Piketty can keep saying that there are no errors and that it doesn't alter his results, but it would be a lot more useful if he actually gave an answer of substance and the changes in the graphs look pretty clear so he could explain why so many of us seem to be misreading the graphs.

5/29/2014 7:01 PM  
Blogger David Appell said...

John: Piketty just DID reply at length and with substance:


I consider it encouraging that he took a few days to underatand the criticisms and devote himself to a very detailed reply. So rare in this day and age.

5/30/2014 5:23 PM  
Blogger John Lott said...

Dear David:
I have read his response and it is horribly done. He just refuses to directly answer the problems. Let me give you a simple example. In the US data, why did he add 2 percentage points on to his measure of inequality for the top 1 percent in the US after 1970? Piketty claims that there were absolutely no mistakes. So point to one single explanation for even the simple data errors. For the data that doesn't line up with the sources he claims that they are from, show me one place where he says regarding the source for data X see the appendix at Y. He refuses to specifically answer questions.

5/30/2014 11:56 PM  
Blogger David Appell said...

Horribly done? His reply is obviously not. You look silly for trying to claim so.

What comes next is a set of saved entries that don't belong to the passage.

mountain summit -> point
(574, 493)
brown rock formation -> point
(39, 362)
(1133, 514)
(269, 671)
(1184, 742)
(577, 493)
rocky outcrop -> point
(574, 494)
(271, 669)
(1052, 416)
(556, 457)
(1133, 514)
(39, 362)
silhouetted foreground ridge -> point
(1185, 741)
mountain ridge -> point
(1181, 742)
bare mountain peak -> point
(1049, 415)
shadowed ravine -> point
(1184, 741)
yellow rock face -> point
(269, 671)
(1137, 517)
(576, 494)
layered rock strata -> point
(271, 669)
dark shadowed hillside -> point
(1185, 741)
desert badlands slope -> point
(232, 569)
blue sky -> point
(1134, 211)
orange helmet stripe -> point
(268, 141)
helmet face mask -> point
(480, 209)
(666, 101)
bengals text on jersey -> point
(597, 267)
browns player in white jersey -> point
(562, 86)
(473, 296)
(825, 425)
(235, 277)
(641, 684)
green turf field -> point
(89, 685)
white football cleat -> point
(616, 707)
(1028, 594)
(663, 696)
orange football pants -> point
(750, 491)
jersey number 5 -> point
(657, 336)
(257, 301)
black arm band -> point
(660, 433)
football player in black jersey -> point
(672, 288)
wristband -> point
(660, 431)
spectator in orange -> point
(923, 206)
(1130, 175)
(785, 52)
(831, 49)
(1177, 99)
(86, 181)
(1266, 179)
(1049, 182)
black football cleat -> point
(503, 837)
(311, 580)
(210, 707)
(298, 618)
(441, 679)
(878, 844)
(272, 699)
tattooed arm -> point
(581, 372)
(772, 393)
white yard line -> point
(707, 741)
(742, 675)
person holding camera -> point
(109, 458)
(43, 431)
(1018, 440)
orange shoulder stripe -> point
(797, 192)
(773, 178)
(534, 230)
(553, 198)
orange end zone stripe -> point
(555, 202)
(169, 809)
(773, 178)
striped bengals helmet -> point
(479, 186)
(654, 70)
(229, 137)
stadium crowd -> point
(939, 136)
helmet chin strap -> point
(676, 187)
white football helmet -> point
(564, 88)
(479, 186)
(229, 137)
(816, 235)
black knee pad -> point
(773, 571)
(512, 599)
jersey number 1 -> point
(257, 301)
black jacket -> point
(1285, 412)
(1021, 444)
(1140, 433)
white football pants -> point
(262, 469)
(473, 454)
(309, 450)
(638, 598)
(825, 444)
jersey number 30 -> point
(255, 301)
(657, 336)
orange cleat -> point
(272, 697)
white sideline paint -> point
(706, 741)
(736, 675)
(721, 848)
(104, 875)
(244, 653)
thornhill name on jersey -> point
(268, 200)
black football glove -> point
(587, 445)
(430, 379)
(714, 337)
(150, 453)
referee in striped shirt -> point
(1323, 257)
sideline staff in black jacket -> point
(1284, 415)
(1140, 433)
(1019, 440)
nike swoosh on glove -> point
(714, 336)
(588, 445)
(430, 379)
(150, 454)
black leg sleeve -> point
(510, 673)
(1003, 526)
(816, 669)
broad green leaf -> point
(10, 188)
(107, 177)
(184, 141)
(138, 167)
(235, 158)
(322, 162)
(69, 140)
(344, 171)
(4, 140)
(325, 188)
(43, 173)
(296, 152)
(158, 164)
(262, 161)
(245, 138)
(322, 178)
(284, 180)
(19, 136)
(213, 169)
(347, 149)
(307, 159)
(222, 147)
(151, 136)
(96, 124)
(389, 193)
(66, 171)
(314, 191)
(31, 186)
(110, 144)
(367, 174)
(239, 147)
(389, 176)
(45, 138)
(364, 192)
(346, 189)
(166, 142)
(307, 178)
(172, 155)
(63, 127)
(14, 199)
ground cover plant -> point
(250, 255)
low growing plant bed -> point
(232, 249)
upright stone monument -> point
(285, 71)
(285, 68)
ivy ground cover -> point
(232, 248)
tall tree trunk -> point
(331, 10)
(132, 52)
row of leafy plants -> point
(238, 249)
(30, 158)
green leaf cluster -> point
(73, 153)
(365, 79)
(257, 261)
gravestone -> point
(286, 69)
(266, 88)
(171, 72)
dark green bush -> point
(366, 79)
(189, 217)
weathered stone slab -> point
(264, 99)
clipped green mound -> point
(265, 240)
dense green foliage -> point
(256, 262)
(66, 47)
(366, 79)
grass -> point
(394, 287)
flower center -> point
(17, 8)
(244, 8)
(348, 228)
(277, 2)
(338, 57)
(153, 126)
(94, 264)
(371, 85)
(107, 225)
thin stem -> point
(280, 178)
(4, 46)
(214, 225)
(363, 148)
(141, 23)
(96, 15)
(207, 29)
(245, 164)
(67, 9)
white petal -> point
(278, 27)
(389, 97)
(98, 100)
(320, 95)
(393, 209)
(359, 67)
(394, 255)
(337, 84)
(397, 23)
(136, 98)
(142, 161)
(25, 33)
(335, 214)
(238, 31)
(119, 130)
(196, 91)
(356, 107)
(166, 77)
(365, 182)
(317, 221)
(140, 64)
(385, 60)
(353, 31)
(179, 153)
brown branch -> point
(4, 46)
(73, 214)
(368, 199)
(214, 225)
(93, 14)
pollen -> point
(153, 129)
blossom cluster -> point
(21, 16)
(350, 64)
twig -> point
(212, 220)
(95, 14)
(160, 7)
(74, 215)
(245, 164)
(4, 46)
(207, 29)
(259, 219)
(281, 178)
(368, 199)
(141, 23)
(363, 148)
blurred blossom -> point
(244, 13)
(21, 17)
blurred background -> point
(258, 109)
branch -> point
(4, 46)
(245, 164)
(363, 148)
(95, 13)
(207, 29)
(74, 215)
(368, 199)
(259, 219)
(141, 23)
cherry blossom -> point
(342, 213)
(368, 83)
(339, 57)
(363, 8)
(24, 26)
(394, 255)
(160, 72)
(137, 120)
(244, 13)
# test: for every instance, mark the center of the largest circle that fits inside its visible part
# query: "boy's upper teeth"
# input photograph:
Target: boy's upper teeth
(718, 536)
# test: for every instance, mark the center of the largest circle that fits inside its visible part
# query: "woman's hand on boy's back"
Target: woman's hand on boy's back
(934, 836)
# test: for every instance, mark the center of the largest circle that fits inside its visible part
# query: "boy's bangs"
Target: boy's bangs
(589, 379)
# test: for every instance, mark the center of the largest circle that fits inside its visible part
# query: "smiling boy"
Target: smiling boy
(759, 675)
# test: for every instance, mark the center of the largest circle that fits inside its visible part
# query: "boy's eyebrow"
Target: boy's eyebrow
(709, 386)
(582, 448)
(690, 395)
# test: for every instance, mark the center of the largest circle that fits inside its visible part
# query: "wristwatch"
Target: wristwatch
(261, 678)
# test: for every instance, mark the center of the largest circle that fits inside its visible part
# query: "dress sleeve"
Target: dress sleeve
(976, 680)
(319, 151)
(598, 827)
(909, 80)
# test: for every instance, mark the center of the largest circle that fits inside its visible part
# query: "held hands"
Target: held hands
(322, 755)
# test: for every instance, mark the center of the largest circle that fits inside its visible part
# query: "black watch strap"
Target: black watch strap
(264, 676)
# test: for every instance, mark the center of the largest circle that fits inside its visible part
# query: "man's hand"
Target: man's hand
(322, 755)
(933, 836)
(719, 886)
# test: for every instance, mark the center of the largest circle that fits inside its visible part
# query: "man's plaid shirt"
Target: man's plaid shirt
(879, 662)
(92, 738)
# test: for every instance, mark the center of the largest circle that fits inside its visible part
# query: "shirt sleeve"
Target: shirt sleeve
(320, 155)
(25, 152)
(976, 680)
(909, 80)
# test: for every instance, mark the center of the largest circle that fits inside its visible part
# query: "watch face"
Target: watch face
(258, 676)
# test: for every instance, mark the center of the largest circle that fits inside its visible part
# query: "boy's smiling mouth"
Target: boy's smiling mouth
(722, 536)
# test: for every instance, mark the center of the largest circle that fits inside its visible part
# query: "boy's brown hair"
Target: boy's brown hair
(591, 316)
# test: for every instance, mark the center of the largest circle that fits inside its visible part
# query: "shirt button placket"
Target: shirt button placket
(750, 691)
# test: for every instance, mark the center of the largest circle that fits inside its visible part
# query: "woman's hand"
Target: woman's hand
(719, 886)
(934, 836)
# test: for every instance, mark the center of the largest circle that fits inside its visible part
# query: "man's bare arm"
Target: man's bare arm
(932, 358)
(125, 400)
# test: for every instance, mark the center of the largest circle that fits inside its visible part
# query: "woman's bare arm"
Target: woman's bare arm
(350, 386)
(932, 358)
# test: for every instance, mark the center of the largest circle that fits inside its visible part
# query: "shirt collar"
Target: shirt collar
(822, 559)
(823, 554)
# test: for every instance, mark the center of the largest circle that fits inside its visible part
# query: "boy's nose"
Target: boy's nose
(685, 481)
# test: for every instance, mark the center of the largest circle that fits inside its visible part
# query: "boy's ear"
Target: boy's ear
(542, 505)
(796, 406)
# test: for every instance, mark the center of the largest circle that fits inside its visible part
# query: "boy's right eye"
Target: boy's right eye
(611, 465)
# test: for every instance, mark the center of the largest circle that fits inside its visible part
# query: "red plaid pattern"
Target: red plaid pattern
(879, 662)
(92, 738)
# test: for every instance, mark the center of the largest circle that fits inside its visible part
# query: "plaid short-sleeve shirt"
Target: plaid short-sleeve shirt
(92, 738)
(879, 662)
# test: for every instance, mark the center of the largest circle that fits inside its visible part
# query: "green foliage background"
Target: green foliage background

Piketty addresses adjustments on pages 5, 6 and 7:

"This is a surprising statement, because all necessary explanations are actually given in the technical research paper on which these series are based (see Piketty-Postel-2).

"Also note that the raw series display a decline in top 1% wealth share between 1908 and 1920, but a
sharp rise in the share of the next 9% (resulting into a significant increase in the top 10% share). This does not look entirely plausible and might also be due to a break in raw data sources (unless this is
due to sharp short-run variations in the relative price of assets held by these different wealth groups). Vinay-Rosenthal AER 2006) and in the chapter 10 excel file (see sheet

I'm not about to spend my time delving into the details of Piketty, the FT's claims, or Piketty's detailed response.

But, clearly, neither are you -- you're just dashing off a complaint or two, without taking the proper time to understand the details. You didn't even notice the above quote on adjustments.

That's hardly surprising -- Piketty has clearly reached a level of influence where he must be denied by conservatives, by any means necessary -- which almost always means avoiding the details of his argument, going on what a blog or two has told them, and never looking aside.

Such a reply was very predicable.

5/31/2014 12:24 AM  
Blogger John Lott said...

Dear David:
Piketty doesn't directly address the FT's comments. Note that you don't address by specific examples.

"In the US data, why did he add 2 percentage points on to his measure of inequality for the top 1 percent in the US after 1970?"

Your statement: "I'm not about to spend my time delving into the details of Piketty, the FT's claims, or Piketty's detailed response" tells me everything I need to know. The problem is that is exactly what you have to do to see if Piketty is actually dealing with the problems in his work. The answer is that he isn't did address the problems.